Bacterial cellulose/hyaluronic acid nanocomposites production through co-culturing Gluconacetobacter hansenii and Lactococcus lactis in a two-vessel circulating system.

机构信息

Department of Agricultural and Biological Engineering, The Pennsylvania State University, University Park, PA 16802, USA.

Department of Agricultural and Biological Engineering, The Pennsylvania State University, University Park, PA 16802, USA.

出版信息

Bioresour Technol. 2019 Oct;290:121715. doi: 10.1016/j.biortech.2019.121715. Epub 2019 Jun 27.
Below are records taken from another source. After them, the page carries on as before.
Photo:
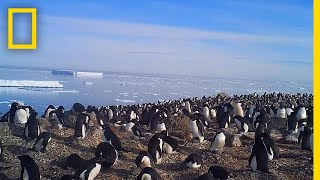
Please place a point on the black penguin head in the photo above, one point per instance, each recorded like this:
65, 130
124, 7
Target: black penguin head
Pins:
98, 160
25, 160
14, 106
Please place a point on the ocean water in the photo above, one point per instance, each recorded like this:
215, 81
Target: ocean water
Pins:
125, 89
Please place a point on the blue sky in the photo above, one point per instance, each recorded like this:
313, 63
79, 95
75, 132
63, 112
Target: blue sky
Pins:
266, 39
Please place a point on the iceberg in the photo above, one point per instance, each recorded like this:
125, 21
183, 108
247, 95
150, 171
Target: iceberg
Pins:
76, 73
30, 83
89, 74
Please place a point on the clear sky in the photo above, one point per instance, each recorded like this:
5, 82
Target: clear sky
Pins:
264, 39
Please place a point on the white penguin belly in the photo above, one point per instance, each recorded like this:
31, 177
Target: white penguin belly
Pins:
128, 127
218, 143
161, 127
193, 165
253, 164
146, 177
145, 162
167, 148
25, 174
94, 172
38, 146
21, 117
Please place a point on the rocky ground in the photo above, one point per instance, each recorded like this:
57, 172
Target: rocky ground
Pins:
293, 163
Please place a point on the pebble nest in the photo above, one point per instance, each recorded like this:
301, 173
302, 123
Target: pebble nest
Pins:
293, 163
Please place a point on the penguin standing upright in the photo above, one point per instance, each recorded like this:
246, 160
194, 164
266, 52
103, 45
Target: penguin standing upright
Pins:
29, 168
155, 146
32, 128
91, 169
193, 161
302, 113
22, 114
161, 126
47, 111
144, 159
206, 112
258, 160
75, 162
170, 144
197, 128
237, 108
137, 131
112, 138
108, 153
11, 113
218, 143
81, 126
1, 152
42, 142
148, 173
55, 117
281, 113
242, 123
78, 108
304, 138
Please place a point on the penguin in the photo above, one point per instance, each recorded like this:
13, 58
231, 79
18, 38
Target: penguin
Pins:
213, 113
75, 162
304, 138
137, 131
258, 160
224, 120
32, 128
302, 113
1, 152
281, 113
148, 173
11, 113
143, 160
311, 142
206, 112
145, 121
108, 153
129, 125
155, 146
81, 126
47, 111
42, 142
292, 122
170, 144
22, 114
288, 111
262, 128
193, 161
161, 126
78, 108
55, 117
91, 169
112, 138
29, 168
242, 123
218, 143
197, 129
70, 177
205, 176
219, 172
237, 108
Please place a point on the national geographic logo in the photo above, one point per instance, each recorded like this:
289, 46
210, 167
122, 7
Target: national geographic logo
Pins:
33, 44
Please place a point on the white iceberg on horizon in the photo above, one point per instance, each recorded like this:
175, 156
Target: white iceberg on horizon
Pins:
30, 83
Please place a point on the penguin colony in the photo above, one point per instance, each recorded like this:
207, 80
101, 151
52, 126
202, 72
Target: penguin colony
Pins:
251, 113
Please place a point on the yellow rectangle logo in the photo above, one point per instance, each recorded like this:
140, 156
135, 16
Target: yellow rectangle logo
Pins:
33, 44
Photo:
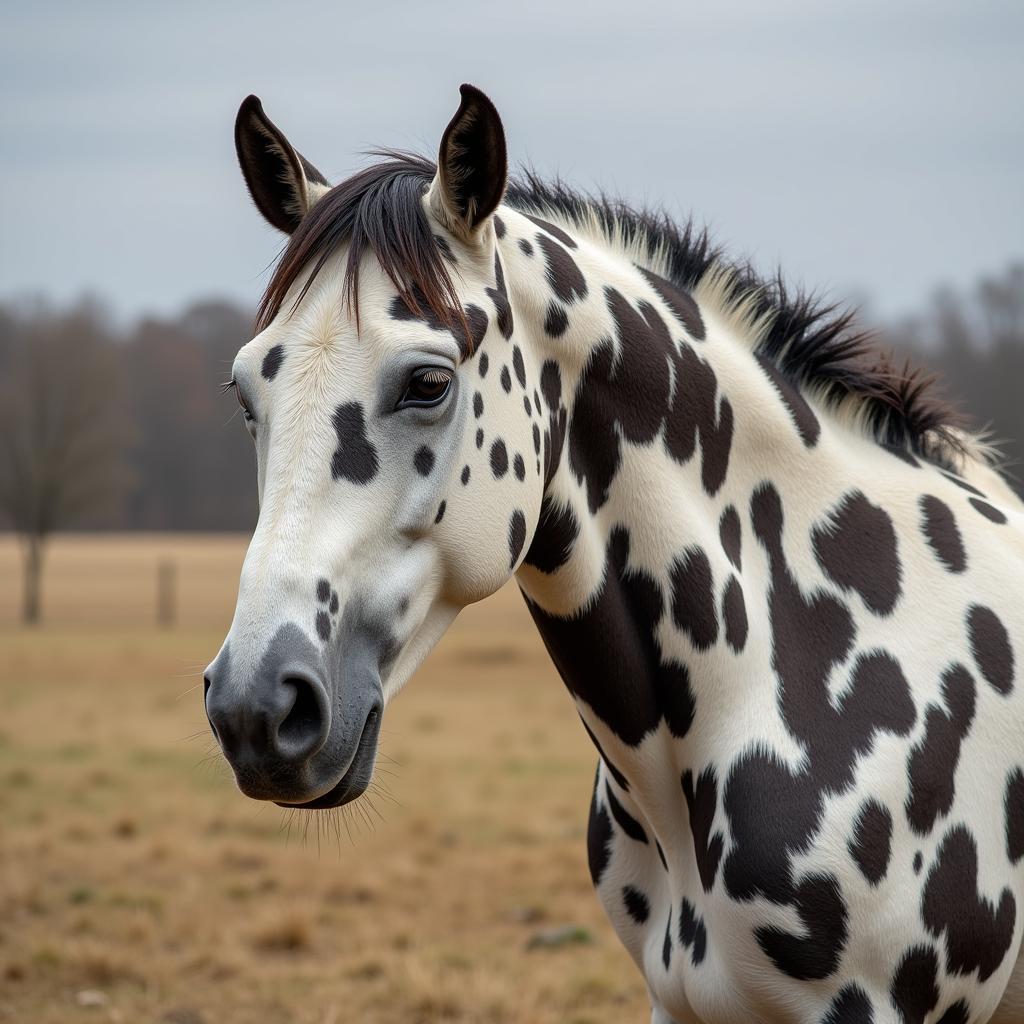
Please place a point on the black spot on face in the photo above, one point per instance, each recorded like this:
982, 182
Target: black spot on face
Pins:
636, 904
913, 990
988, 511
857, 548
939, 526
870, 843
499, 459
556, 321
355, 457
271, 363
978, 933
424, 460
517, 537
324, 626
693, 598
990, 645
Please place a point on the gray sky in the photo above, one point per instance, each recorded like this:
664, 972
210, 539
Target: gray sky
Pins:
870, 147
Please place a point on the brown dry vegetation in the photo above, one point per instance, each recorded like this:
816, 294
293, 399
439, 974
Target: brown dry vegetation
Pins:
136, 884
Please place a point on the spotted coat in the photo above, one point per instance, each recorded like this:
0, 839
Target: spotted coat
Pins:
798, 652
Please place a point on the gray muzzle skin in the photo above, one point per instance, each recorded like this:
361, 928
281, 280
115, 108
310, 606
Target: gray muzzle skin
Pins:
300, 730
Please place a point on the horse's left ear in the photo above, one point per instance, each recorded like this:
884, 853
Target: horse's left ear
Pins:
283, 183
472, 168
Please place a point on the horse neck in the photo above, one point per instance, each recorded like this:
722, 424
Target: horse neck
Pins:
660, 420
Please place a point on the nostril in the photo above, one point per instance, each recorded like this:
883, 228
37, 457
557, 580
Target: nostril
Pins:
302, 731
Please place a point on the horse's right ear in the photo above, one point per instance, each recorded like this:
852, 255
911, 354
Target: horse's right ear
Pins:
283, 183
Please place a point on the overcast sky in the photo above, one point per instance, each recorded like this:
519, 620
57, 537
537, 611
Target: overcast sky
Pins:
871, 147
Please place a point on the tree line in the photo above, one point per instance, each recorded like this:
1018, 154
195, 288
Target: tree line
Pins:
105, 427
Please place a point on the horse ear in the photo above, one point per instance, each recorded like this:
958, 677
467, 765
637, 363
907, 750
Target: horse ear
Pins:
283, 183
472, 168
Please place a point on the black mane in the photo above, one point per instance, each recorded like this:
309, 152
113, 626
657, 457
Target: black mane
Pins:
816, 345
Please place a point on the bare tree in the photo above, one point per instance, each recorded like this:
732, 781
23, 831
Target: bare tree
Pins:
59, 437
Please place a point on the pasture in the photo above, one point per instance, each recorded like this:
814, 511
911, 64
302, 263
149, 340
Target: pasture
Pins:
137, 885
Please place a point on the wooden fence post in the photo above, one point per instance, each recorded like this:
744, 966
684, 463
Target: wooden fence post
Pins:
166, 593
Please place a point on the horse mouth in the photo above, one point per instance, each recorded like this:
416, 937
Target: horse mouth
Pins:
356, 778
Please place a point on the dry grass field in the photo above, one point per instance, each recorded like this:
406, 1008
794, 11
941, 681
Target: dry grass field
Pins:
136, 884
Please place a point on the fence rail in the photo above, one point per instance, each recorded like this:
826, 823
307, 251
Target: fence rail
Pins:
129, 579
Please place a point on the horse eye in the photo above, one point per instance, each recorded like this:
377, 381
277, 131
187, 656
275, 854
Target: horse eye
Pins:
428, 386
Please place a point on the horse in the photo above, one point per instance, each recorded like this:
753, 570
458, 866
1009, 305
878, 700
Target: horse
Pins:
780, 580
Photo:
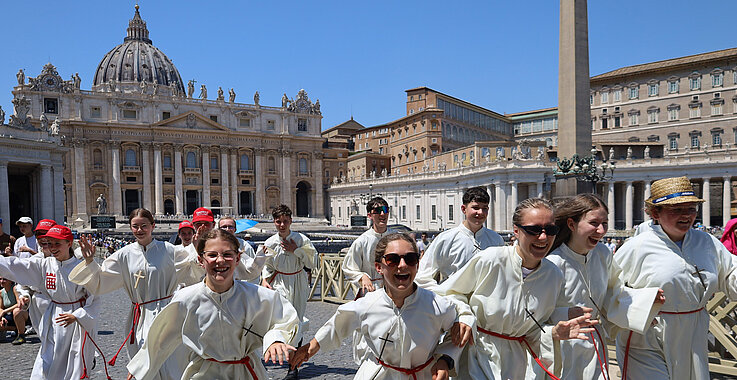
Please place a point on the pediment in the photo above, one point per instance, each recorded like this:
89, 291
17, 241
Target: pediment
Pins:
191, 120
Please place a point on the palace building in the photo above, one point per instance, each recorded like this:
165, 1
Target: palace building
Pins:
141, 137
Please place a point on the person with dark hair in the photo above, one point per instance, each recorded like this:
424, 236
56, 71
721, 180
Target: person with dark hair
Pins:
690, 266
452, 249
401, 324
592, 280
222, 322
69, 322
508, 293
288, 253
150, 271
358, 264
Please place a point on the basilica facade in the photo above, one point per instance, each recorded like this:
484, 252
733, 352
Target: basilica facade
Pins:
141, 137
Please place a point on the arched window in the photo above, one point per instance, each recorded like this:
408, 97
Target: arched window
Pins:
97, 157
191, 160
244, 162
130, 157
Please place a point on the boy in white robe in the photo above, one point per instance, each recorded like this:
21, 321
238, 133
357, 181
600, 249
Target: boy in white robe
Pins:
452, 249
690, 266
222, 321
71, 312
289, 253
401, 323
506, 294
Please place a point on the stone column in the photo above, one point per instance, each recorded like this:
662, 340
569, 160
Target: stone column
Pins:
628, 214
47, 189
178, 178
726, 200
58, 175
610, 203
260, 181
512, 203
5, 197
117, 202
146, 170
706, 206
206, 176
158, 180
80, 182
646, 217
235, 179
286, 187
492, 209
225, 182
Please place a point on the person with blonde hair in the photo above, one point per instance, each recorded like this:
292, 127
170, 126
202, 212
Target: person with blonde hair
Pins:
690, 266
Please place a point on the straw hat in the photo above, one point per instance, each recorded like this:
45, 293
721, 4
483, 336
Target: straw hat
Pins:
671, 191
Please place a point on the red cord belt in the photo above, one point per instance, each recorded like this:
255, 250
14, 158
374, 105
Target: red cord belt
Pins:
629, 337
82, 301
520, 339
411, 371
136, 317
246, 360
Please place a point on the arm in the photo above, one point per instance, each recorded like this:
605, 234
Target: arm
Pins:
163, 338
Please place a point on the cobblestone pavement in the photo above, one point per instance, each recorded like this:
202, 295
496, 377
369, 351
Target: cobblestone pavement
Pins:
17, 361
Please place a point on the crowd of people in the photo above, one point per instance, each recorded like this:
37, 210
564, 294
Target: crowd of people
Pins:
465, 304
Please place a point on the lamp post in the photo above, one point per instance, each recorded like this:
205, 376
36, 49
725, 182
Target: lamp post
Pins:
584, 169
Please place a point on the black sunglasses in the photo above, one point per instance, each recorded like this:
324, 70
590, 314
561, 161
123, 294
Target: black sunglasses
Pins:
550, 229
380, 209
392, 259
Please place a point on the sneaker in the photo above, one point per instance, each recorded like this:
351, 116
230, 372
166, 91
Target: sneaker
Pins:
19, 340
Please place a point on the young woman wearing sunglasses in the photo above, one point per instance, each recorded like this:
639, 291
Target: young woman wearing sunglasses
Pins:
509, 293
401, 324
592, 280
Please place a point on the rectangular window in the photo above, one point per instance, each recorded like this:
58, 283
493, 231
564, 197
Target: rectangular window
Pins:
694, 83
617, 95
673, 87
51, 105
634, 92
652, 89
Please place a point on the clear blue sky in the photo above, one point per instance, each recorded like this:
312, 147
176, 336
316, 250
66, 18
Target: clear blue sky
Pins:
359, 57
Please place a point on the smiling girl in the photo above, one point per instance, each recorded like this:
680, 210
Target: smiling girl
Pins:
592, 280
70, 318
221, 321
400, 324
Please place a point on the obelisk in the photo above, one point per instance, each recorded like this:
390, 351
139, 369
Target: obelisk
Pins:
574, 109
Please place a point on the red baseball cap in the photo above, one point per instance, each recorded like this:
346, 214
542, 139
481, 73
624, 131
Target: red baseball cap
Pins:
45, 225
186, 224
203, 215
59, 232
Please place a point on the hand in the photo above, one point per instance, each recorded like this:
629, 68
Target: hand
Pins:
289, 245
65, 319
278, 350
88, 249
461, 334
366, 283
660, 297
440, 370
575, 328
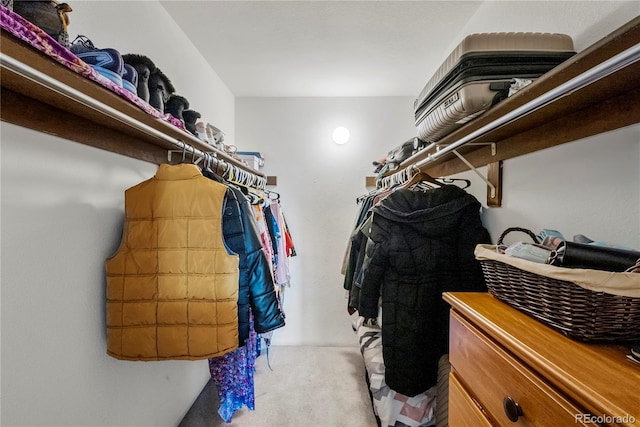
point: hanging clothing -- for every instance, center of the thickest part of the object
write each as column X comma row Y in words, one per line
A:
column 257, row 293
column 233, row 375
column 282, row 274
column 421, row 244
column 265, row 237
column 172, row 285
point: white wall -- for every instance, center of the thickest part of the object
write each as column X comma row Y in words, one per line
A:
column 319, row 182
column 570, row 188
column 62, row 211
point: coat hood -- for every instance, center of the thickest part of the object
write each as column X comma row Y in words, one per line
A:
column 439, row 206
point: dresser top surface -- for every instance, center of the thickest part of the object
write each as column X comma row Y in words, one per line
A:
column 595, row 375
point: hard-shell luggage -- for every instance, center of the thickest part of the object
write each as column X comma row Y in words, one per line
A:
column 479, row 73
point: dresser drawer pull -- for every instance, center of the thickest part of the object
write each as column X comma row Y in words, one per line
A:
column 512, row 409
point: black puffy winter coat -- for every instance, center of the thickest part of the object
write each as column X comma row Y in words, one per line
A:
column 421, row 244
column 256, row 290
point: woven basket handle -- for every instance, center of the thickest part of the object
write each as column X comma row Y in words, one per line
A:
column 522, row 230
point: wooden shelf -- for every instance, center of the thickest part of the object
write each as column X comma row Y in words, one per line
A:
column 603, row 105
column 30, row 103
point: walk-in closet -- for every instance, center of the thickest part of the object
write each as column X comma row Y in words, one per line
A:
column 256, row 218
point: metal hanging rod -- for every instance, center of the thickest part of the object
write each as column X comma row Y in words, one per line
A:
column 604, row 69
column 47, row 81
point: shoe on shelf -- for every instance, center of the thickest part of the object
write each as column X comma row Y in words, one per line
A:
column 107, row 62
column 144, row 67
column 190, row 117
column 176, row 105
column 130, row 79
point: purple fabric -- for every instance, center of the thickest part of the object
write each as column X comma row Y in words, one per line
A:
column 233, row 376
column 36, row 37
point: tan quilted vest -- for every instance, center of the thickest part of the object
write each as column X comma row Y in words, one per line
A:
column 172, row 287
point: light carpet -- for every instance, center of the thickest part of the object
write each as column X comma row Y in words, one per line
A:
column 305, row 387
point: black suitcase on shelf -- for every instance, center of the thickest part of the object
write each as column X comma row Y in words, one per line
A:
column 479, row 73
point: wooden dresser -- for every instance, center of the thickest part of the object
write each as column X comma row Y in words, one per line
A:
column 505, row 364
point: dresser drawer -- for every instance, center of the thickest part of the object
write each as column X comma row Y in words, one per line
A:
column 491, row 375
column 462, row 410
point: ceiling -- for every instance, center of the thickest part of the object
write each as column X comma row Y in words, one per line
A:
column 323, row 48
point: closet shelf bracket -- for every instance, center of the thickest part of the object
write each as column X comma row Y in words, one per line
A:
column 493, row 178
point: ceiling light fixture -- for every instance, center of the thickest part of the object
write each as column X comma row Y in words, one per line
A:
column 341, row 135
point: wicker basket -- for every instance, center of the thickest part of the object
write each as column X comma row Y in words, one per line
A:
column 579, row 313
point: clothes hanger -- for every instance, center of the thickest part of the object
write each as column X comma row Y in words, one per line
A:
column 420, row 176
column 453, row 180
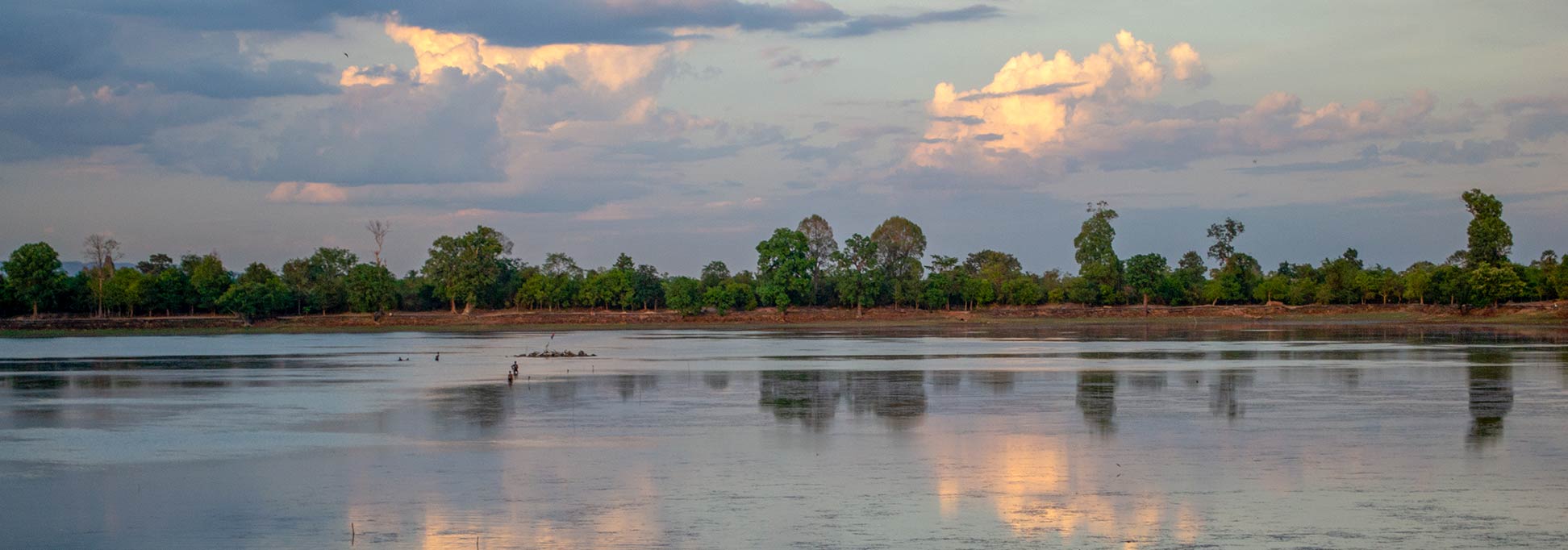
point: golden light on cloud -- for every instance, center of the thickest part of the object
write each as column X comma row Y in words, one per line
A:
column 1032, row 99
column 601, row 65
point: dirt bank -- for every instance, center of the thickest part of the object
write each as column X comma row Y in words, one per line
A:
column 1549, row 314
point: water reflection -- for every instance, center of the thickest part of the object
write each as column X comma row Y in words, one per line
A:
column 1225, row 392
column 807, row 395
column 1490, row 395
column 1096, row 398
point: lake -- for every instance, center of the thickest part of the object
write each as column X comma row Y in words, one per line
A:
column 1011, row 436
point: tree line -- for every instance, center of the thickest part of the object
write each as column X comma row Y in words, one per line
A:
column 795, row 267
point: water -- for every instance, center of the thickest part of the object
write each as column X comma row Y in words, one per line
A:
column 1269, row 436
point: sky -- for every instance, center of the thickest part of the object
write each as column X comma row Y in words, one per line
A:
column 686, row 131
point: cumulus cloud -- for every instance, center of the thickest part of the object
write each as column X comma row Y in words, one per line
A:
column 1053, row 115
column 1536, row 118
column 794, row 61
column 1448, row 152
column 886, row 23
column 307, row 193
column 71, row 121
DOI:10.1016/j.biortech.2019.121715
PMID:31295575
Abstract

Bacterial cellulose (BC) based composites have been widely studied in the biomedical field. In this study, the BC/HA (hyaluronic acid) nanocomposites in the pellicle form were directly produced through co-culturing Gluconacetobacter hansenii ATCC 23769 and Lactococcus lactis APJ3 in a novel two-vessel circulating system. The concentration of HA secreted by L. lactis was controlled through adjusting the constant feed rate of glucose. The dynamic growth of the strains revealed that L. lactis was mainly growing within 48 h while G. hansenii started to grow after 48 h. XRD analysis indicated the presence of HA would not affect the crystallinity of cellulose but increase the crystalline sizes. The FESEM images showed that more ribbons within the width of 20-40 nm and larger ribbons between 180 and 360 nm were observed in BC/HA. The strain at break and the water holding capacity of BC/HA increased with the concentration of HA.

摘要

基于细菌纤维素 (BC) 的复合材料在生物医学领域得到了广泛研究。在本研究中,通过在新型两容器循环系统中共同培养 Gluconacetobacter hansenii ATCC 23769 和 Lactococcus lactis APJ3,直接制备了膜状的 BC/HA(透明质酸)纳米复合材料。通过调整葡萄糖的恒速进料率来控制 L. lactis 分泌的 HA 的浓度。菌株的动态生长表明,L. lactis 主要在 48 小时内生长,而 G. hansenii 在 48 小时后开始生长。XRD 分析表明,HA 的存在不会影响纤维素的结晶度,但会增加结晶尺寸。FESEM 图像显示,在 BC/HA 中观察到更多宽度在 20-40nm 之间的带状物和宽度在 180-360nm 之间的较大带状物。BC/HA 的断裂应变和持水能力随 HA 浓度的增加而增加。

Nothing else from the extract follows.